# 1/4" vs 3/8" lines; Digital vs Manual Controls



## GrkPranksta69 (Jan 11, 2009)

I was looking to go air ride on my MK5 Jetta next month and I was wondering what would be better for a first air ride kit. Would it be better to go with the manual controls which has 1/4" lines or go with digital controls which have the 3/8" lines? I've only seen a video with 1/2" lines and if yall could post a video to show the difference that would be great.
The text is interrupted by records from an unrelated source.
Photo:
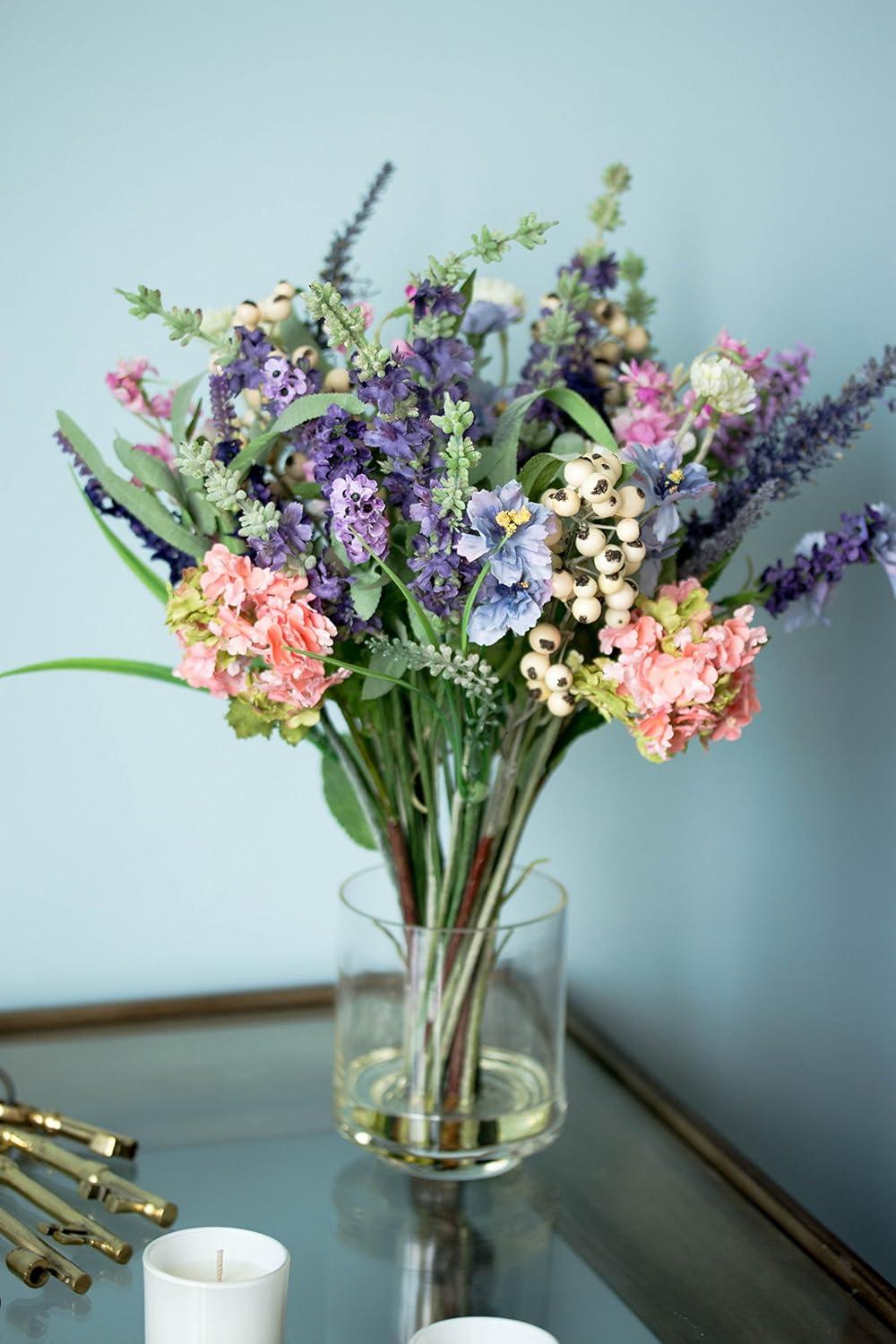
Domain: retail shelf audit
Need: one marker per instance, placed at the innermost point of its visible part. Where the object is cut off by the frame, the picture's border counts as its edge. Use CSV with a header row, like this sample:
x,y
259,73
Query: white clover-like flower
x,y
217,322
493,290
728,389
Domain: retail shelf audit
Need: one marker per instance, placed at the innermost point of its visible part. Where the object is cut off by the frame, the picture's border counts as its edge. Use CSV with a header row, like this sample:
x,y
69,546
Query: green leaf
x,y
538,473
136,500
344,803
584,416
147,468
367,588
126,667
180,416
497,462
298,413
148,577
247,722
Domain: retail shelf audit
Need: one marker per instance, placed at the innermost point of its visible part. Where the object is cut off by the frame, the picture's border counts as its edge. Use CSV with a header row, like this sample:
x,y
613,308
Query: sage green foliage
x,y
460,456
139,502
487,246
638,304
343,801
183,323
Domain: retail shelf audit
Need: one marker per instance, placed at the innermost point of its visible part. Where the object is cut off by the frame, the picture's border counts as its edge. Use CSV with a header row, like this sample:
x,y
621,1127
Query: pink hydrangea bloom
x,y
680,675
254,613
124,383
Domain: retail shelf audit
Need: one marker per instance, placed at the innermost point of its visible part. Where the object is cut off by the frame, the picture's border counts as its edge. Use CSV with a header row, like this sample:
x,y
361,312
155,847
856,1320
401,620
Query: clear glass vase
x,y
449,1042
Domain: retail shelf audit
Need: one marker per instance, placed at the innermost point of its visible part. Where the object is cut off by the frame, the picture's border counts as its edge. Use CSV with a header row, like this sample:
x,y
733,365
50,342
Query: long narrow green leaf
x,y
497,462
148,468
584,416
136,500
136,566
298,413
126,667
180,406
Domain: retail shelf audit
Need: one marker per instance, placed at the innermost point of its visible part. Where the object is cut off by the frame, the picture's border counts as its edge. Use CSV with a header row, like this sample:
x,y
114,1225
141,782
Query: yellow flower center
x,y
512,518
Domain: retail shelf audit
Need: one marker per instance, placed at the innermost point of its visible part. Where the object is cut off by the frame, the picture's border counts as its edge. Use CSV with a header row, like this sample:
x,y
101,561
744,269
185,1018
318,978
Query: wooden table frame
x,y
844,1265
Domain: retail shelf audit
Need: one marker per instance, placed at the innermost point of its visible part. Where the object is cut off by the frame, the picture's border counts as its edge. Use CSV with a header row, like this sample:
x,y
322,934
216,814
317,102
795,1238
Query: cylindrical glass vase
x,y
449,1042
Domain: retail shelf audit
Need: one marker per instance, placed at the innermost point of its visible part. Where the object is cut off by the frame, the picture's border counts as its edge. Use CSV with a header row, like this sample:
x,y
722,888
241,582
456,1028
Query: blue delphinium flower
x,y
801,590
511,530
665,481
506,607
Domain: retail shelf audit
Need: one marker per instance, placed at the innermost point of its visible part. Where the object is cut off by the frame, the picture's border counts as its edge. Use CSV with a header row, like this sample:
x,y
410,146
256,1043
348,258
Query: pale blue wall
x,y
737,929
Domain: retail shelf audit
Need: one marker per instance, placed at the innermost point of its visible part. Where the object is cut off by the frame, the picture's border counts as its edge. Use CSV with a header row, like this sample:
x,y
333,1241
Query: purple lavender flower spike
x,y
359,516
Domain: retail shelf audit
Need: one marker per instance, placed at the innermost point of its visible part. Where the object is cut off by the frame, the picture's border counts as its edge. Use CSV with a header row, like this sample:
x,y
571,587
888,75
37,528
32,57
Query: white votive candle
x,y
215,1285
482,1330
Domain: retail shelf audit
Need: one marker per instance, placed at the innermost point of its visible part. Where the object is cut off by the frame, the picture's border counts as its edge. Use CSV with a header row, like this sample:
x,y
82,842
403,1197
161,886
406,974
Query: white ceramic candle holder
x,y
215,1285
482,1330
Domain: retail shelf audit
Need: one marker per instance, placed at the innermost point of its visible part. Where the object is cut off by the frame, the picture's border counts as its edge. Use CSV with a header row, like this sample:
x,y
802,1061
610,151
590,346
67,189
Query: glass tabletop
x,y
618,1234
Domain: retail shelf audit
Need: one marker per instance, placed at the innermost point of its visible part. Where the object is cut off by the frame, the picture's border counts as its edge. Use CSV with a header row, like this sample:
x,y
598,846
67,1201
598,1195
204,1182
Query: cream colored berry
x,y
586,610
576,470
584,585
557,677
533,666
560,703
563,502
562,585
610,559
247,314
544,637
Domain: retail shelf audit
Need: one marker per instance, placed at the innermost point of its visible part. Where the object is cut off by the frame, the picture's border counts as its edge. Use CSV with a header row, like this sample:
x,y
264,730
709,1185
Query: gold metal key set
x,y
26,1131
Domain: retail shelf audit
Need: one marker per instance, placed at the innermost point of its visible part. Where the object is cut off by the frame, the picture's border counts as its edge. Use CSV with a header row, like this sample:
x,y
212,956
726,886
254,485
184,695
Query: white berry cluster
x,y
724,384
595,556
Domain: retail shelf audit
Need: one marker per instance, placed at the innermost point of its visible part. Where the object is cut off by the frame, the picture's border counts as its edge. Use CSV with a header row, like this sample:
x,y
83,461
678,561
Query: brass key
x,y
94,1179
69,1226
34,1261
102,1142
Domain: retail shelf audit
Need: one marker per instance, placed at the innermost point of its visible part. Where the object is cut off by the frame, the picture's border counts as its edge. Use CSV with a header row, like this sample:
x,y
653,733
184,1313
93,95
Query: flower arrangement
x,y
378,540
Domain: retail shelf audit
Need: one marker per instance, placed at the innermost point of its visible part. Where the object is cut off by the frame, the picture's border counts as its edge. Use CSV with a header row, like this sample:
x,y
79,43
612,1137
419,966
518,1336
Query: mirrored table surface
x,y
619,1234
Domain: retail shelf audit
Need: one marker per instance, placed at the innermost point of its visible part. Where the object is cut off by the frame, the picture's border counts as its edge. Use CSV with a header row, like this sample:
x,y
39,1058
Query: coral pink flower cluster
x,y
125,383
692,680
253,613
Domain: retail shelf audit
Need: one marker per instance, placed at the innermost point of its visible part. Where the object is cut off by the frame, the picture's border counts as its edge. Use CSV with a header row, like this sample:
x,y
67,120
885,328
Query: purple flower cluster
x,y
292,538
443,577
222,409
159,548
284,382
359,516
821,558
796,446
338,448
247,370
444,363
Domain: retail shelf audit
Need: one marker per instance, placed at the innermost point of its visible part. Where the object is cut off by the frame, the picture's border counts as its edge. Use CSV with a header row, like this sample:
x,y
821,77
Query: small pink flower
x,y
401,349
124,383
645,425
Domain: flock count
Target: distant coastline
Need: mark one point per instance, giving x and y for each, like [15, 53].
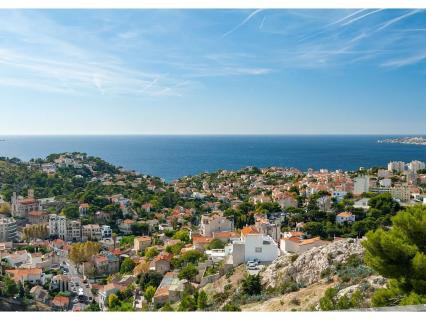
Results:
[405, 140]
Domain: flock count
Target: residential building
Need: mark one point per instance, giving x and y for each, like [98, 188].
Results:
[106, 291]
[60, 303]
[39, 294]
[361, 185]
[18, 258]
[362, 204]
[21, 207]
[60, 282]
[63, 228]
[416, 165]
[125, 226]
[268, 228]
[385, 183]
[8, 231]
[141, 243]
[102, 264]
[83, 208]
[345, 217]
[397, 166]
[91, 232]
[215, 223]
[401, 192]
[38, 217]
[73, 228]
[170, 289]
[251, 245]
[31, 275]
[106, 232]
[161, 263]
[339, 195]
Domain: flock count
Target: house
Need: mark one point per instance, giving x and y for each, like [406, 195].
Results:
[252, 245]
[362, 204]
[296, 244]
[8, 230]
[39, 294]
[125, 226]
[60, 282]
[18, 258]
[38, 217]
[170, 289]
[102, 264]
[32, 275]
[200, 242]
[225, 236]
[286, 200]
[21, 207]
[161, 263]
[106, 291]
[106, 232]
[82, 209]
[215, 223]
[91, 232]
[60, 303]
[269, 229]
[345, 217]
[63, 228]
[141, 243]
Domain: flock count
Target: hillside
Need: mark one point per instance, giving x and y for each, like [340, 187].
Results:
[298, 282]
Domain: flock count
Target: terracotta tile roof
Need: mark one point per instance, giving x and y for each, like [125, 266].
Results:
[345, 214]
[143, 238]
[18, 274]
[249, 230]
[37, 214]
[27, 201]
[224, 234]
[162, 292]
[61, 301]
[201, 240]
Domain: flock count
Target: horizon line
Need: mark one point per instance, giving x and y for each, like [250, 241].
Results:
[201, 134]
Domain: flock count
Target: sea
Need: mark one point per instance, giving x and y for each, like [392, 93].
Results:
[171, 157]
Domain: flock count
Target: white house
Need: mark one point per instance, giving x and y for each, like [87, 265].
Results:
[215, 223]
[361, 185]
[250, 246]
[345, 217]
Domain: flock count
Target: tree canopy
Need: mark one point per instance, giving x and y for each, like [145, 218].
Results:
[400, 254]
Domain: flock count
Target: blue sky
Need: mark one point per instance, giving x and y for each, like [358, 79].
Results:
[212, 71]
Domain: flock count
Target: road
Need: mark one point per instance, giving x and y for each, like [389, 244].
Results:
[76, 282]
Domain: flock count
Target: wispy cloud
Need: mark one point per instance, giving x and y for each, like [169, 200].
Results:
[406, 61]
[242, 23]
[347, 17]
[361, 17]
[397, 19]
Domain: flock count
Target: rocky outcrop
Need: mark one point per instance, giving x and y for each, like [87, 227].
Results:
[310, 266]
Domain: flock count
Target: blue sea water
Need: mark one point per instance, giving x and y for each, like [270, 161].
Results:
[171, 157]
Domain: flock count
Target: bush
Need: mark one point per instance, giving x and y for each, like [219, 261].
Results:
[252, 285]
[229, 307]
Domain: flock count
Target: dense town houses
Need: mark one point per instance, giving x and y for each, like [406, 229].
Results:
[8, 230]
[21, 206]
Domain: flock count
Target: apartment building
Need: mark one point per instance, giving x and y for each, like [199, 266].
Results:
[8, 230]
[215, 223]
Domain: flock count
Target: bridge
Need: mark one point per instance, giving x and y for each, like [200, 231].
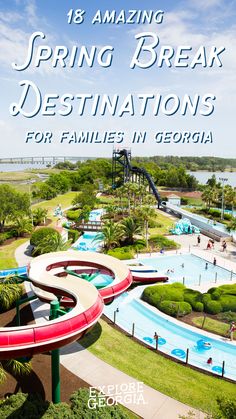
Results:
[89, 226]
[45, 160]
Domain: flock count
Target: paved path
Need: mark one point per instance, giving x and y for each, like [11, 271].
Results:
[153, 404]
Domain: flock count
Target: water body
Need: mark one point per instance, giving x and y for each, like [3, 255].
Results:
[14, 167]
[203, 177]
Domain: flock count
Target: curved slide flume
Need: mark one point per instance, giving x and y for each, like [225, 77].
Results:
[87, 303]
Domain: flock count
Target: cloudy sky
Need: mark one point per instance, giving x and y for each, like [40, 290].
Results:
[185, 23]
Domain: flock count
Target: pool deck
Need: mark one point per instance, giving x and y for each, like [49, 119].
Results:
[188, 243]
[98, 373]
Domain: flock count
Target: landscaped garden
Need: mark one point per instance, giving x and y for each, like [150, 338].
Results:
[218, 305]
[130, 225]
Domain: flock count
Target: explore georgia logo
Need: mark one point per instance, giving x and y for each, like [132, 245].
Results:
[110, 395]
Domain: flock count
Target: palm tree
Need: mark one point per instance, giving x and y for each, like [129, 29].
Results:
[131, 227]
[9, 294]
[52, 243]
[15, 368]
[23, 225]
[110, 235]
[145, 213]
[39, 215]
[209, 195]
[232, 225]
[230, 196]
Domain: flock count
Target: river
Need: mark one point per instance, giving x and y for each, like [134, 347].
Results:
[202, 177]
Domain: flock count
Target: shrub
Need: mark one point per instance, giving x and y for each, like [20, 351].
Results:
[228, 302]
[41, 234]
[153, 223]
[73, 215]
[73, 235]
[227, 316]
[3, 238]
[205, 298]
[175, 308]
[169, 307]
[22, 405]
[156, 294]
[9, 294]
[184, 308]
[41, 238]
[80, 407]
[213, 307]
[192, 297]
[163, 242]
[198, 306]
[122, 253]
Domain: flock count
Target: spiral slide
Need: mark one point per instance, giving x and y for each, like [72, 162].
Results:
[86, 300]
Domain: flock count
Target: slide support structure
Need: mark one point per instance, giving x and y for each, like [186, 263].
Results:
[19, 303]
[55, 358]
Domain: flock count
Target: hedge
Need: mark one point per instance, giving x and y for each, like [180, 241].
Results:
[40, 236]
[175, 308]
[73, 235]
[122, 253]
[216, 300]
[73, 215]
[22, 405]
[213, 307]
[163, 242]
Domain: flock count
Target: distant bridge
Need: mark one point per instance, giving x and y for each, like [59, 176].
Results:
[49, 160]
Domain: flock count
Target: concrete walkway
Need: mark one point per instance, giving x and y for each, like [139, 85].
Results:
[143, 400]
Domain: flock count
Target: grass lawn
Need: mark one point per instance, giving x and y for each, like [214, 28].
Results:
[195, 201]
[213, 325]
[7, 254]
[179, 382]
[110, 200]
[50, 205]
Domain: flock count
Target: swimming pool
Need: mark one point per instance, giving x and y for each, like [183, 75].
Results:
[95, 215]
[87, 242]
[189, 267]
[173, 338]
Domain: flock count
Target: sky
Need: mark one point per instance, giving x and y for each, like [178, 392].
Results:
[192, 23]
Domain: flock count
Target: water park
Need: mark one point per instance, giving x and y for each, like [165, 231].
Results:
[114, 281]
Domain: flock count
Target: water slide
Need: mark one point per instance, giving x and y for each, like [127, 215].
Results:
[86, 300]
[22, 271]
[145, 274]
[142, 171]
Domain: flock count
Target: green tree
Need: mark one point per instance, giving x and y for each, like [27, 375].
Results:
[145, 213]
[9, 294]
[39, 215]
[230, 196]
[12, 203]
[53, 243]
[45, 191]
[47, 239]
[131, 228]
[232, 225]
[87, 196]
[209, 195]
[60, 182]
[23, 226]
[111, 235]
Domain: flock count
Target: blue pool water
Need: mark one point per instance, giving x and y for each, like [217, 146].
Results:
[193, 267]
[95, 215]
[87, 242]
[174, 338]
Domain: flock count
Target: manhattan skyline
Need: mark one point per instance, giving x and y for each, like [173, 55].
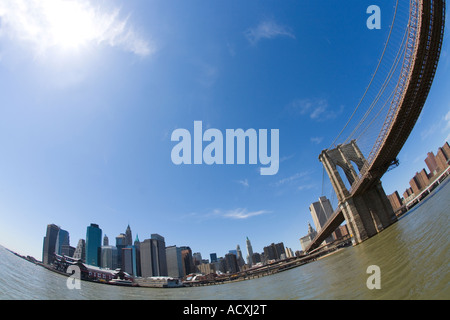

Thanks


----------



## derryo (Apr 16, 2007)

search is your friend
like everyone else will tell you, its personal preference. i am going to stick with manual controls i think. diesel golf with manual windows, only fitting to stick with manual air








definitely 1/4" line too. i am not trying to hop my vehicle.


----------



## VR6~aholic (Oct 1, 2008)

*FV-QR*

3/8 lines is not going to hop your car.








3/8 isn't bad but you'll most likely want flow controls. As stated in other threads, you really don't need it but if you want things a bit quicker it will work. The cost will also go up for it a little.


----------



## derryo (Apr 16, 2007)

*Re: FV-QR (VR6~aholic)*


_Quote, originally posted by *VR6~aholic* »_3/8 lines is not going to hop your car.








3/8 isn't bad but you'll most likely want flow controls. As stated in other threads, you really don't need it but if you want things a bit quicker it will work. The cost will also go up for it a little. 

it was an exaggeration haha







but i like slow, like my tdi


----------



## Dangler (Sep 27, 2001)

*FV-QR*

i have 3/8" lines up front with flow controls dialed down and 1/4" lines in the rear with flow controls all the way open. Im probably going to covert to 1/4" lines up front, easier to route through the car. 3/8" are quick even on my Audi A4. I have a Ridepro e2 management with their "big red" manifold.


----------